Admin to be completed first

Students: We now have about 1000 students registered for the challenge, yet many of you have registered more than once, probably accidentally or because you needed to change the URL of your blog. Could you all please check your age group on the list and leave me a comment on this post if your blog is listed more than once. Tell me your first name, your age and name of mentor or colour of group as well as URL so I can adjust the list.

Students: You should be starting to get comments now from your mentor (if allocated one) and others in the challenge. Remember it is good manners to reply to these comments to keep the conversation going. You should be moderating your comments at least once a week.

Students: To be mentioned in the flipboard magazine, you need to fill in the form at the bottom of each week’s activities. Preferably write posts rather than add to one page – you can always use categories/tags/labels to find these posts later.

Students: If your age is coloured in green on the list, it means there is something wrong with your blog – either it is private and people çan’t leave comments or the URL is incorrect. I will be deleting these blogs in early October, so please make changes and/or leave me a comment on this post.

Teachers: Thanks for all the good work you do with students in teaching them blogging skills. But I noticed a few animoto and slideshows that are not including the attribution for images used. These should be included at the end of the video etc. Here is a post which is part of the teacher challenge run by Edublogs (use any blog platform though) explaining images, copyright and creative commons. It includes links to many safe image collections.

Classes: If the name of your class on the list is coloured yellow, it means there is something wrong with the blog – generally privacy needs to be changed to allow other classes to comment or I don’t know your correct blog URL. Please leave a comment on this post once it is fixed.

This week’s activities

But before writing your post or leaving comments, please visit this post by Mr P. He has left some hints or commandments about blogging. Leave a comment on his post answering his questions. Remember to explain giving reasons why.

We are now getting down to the nitty gritty where we can start making comparisons between schools, states, provinces, countries so this week activities are based around Time in the life of …

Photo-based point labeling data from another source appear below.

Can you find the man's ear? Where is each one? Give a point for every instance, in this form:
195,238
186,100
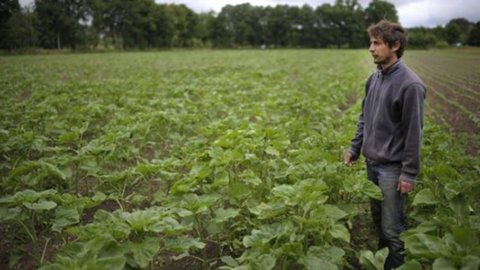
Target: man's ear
396,46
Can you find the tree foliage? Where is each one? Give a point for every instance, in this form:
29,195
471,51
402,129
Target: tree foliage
144,24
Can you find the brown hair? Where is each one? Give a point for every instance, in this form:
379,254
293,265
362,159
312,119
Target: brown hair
390,33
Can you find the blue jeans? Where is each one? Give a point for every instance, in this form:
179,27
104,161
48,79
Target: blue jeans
388,214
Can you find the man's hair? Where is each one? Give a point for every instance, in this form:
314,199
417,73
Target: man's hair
390,33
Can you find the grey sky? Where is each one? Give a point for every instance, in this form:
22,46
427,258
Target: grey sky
428,13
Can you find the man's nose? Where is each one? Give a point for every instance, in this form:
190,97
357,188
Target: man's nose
371,48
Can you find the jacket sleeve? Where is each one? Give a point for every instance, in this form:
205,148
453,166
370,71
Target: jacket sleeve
412,124
357,141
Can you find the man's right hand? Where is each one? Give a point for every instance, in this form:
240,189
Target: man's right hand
348,159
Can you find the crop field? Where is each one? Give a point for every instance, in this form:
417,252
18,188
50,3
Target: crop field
221,160
453,79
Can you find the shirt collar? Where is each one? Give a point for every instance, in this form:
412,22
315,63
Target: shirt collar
389,70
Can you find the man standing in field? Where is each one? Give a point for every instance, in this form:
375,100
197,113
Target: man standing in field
389,134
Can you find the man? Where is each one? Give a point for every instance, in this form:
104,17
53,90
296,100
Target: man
389,134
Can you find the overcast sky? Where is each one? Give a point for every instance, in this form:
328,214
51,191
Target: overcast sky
428,13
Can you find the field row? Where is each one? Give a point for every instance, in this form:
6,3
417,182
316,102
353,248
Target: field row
208,160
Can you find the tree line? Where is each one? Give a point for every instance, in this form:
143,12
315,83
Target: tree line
144,24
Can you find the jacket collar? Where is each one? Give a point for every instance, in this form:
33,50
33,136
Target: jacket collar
389,70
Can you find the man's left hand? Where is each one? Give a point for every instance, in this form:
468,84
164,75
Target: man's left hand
405,187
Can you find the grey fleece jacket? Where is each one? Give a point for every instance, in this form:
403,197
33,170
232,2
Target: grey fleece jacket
390,125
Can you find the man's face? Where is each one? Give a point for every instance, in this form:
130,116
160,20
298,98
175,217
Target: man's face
382,54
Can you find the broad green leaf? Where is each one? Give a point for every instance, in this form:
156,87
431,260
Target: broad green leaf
327,258
265,262
443,264
229,261
221,179
272,151
9,213
265,211
334,213
222,215
470,262
145,251
40,205
411,265
339,231
424,196
239,190
424,245
371,190
65,217
371,261
182,244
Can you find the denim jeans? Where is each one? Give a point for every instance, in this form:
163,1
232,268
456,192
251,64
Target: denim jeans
388,214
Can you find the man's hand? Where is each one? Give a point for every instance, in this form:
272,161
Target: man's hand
348,159
405,187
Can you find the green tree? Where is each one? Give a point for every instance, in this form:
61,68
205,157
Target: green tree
20,30
345,24
421,37
378,10
8,8
457,30
474,35
61,23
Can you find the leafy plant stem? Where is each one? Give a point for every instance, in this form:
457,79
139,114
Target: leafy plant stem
44,250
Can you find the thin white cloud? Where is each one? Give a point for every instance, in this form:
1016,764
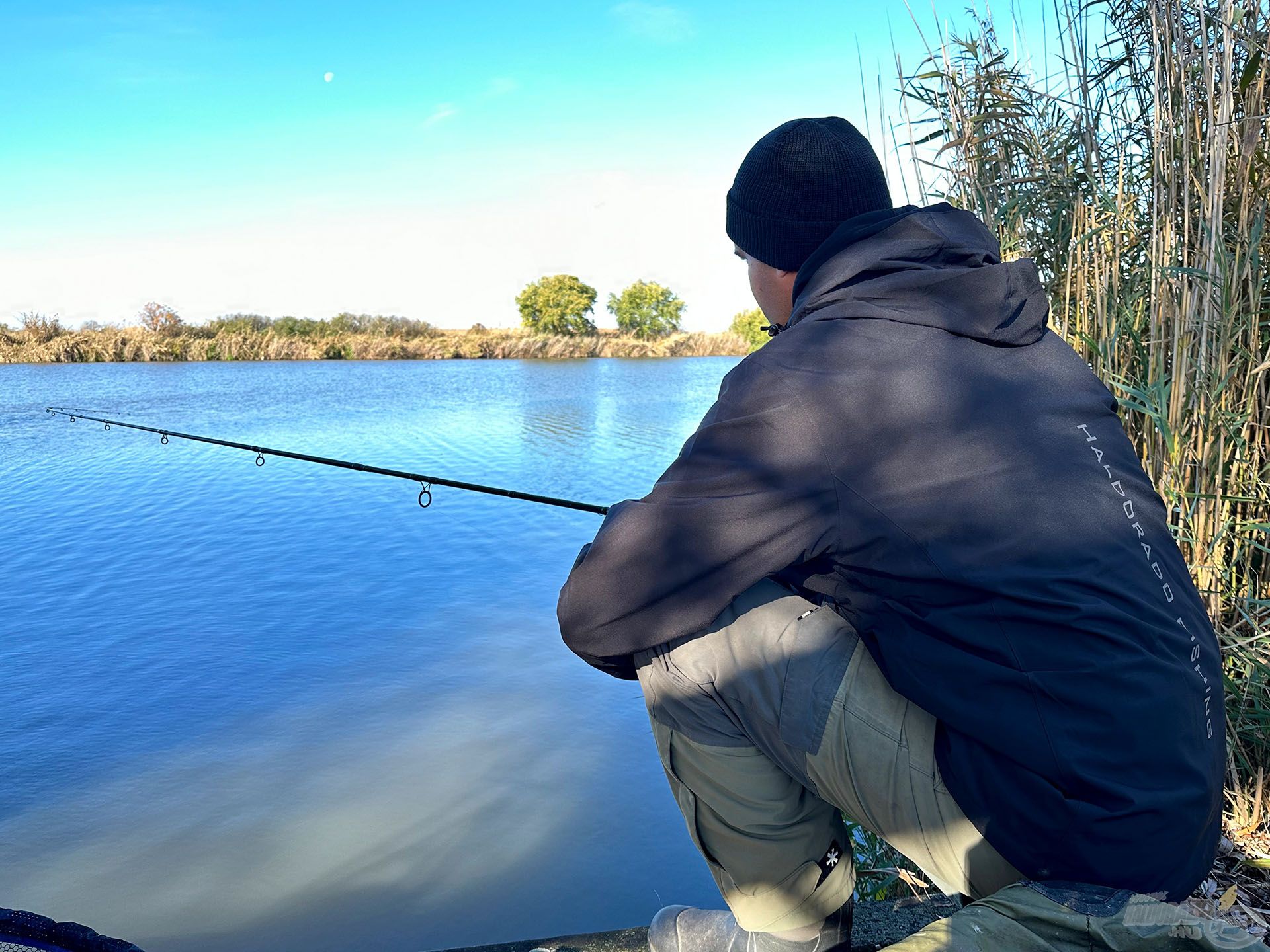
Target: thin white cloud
658,22
443,112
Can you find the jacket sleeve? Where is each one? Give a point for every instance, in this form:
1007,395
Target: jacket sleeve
749,494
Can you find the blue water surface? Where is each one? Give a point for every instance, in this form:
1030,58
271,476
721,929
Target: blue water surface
284,707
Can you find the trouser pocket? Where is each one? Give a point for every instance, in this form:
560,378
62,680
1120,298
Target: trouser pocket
779,855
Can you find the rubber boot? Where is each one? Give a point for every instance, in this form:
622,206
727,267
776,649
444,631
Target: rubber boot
686,930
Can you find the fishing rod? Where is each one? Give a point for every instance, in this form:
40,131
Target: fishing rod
427,483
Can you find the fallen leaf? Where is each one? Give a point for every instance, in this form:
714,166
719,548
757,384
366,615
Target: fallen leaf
1227,899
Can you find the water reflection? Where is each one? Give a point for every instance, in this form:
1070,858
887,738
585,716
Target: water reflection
284,709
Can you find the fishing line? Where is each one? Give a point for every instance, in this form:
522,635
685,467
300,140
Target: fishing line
427,483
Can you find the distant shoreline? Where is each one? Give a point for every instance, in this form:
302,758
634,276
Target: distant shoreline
136,344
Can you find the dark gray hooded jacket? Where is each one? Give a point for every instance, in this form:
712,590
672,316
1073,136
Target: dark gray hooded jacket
920,452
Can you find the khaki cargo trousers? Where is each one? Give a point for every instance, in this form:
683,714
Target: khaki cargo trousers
774,723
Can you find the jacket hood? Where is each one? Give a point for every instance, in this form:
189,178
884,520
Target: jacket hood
939,267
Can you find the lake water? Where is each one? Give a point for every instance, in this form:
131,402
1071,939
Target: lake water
285,707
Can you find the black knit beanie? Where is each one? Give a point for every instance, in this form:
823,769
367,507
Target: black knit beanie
798,184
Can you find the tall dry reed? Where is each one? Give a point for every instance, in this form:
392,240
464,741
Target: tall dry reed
1140,180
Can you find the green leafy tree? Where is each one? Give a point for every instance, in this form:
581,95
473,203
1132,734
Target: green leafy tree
647,310
748,324
558,303
160,319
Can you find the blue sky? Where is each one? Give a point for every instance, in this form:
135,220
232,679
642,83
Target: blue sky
194,153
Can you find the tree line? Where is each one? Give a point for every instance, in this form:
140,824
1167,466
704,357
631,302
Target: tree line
558,303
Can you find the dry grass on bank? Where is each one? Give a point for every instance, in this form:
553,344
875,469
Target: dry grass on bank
190,344
1138,179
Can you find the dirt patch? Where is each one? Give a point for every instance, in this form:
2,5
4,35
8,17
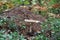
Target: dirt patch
19,14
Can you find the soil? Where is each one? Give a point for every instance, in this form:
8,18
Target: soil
19,14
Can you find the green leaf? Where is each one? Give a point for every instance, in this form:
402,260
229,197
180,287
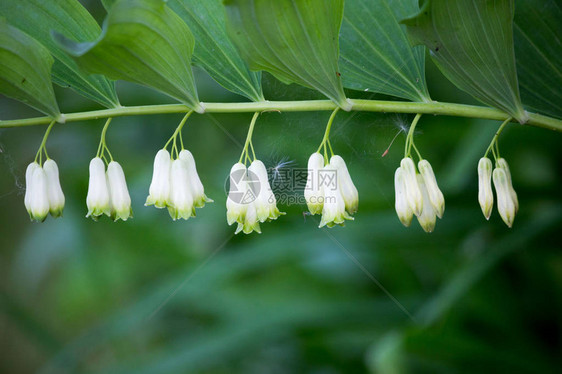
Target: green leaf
38,18
214,51
538,48
376,55
25,70
145,42
471,41
108,3
296,41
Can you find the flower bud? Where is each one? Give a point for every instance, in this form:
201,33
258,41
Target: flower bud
180,204
159,191
502,163
333,212
347,188
265,203
485,195
313,192
38,195
28,184
506,206
197,189
436,197
98,200
401,205
413,192
236,203
251,222
118,192
54,190
428,216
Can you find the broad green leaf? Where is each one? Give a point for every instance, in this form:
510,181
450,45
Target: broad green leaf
471,41
375,54
145,42
108,3
297,41
25,70
538,48
39,18
214,51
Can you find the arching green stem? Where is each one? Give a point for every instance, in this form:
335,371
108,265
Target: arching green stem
244,156
494,143
42,147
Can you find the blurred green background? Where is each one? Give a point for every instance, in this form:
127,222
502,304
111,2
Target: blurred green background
154,296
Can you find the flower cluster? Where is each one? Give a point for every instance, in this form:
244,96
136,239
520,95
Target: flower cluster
43,193
418,194
330,191
251,200
107,191
176,185
508,204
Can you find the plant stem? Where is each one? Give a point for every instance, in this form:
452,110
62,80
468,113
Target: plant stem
494,141
249,138
449,109
43,142
327,132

Answer some of these questions by writing one or more posts or present using a variety of tools mentioned in the sidebar:

  1. What time do you normally get up to go to school?
  2. What do you normally have for breakfast, recess, lunch, tea (dinner, supper)?
  3. How do you get to school?
  4. How long does it take to get to or from school?
  5. A typical lunch at school
  6. Subjects you have to do – remember to explain abbreviations like LOTE and ELA
  7. Specialist subjects or electives, options
  8. Technology in your school
  9. A typical schoolday with timetable and breaks
  10. What do you do at break times? Games, activities etc
  11. School bell has gone for end of day – what happens now?
  12. Do you have to wear uniform?
  13. How many days per year are you at school? How is this arranged – terms etc?
  14. What do you enjoy most about school?
  15. If you could improve your school, what would you do?

You might like to run some surveys in your school re questions 1,3,4 and 10

Here are some examples of different web tools being used by students and classes in the challenge.

Isabella used Prezi,  Mrs Donofrio’s class used Photopeach, Mrs Rabe’s class used a mixture of their own images as well as creative commons images from compfight, Em used animoto and Google maps, Mrs Carpenter’s class used slideshare, Ariana used Picture Trail, Mrs Tucker’s class created a tagxedo, Mrs Hamman’s class created a video via Vimeo, Mrs Martinez’s class used Smilebox, Liah created a Voki, Sadie showed us what a well presented post looks like written in paragraphs and using great punctuation,

Whenever you write a post or leave a comment, remember Mr P’s commandments. The world could be reading what you have written so be very careful in what you say.

Nothing personal about yourself or anyone else, nothing about personal or family problems and definitely nothing about where you will be at a certain time on a certain date in the future.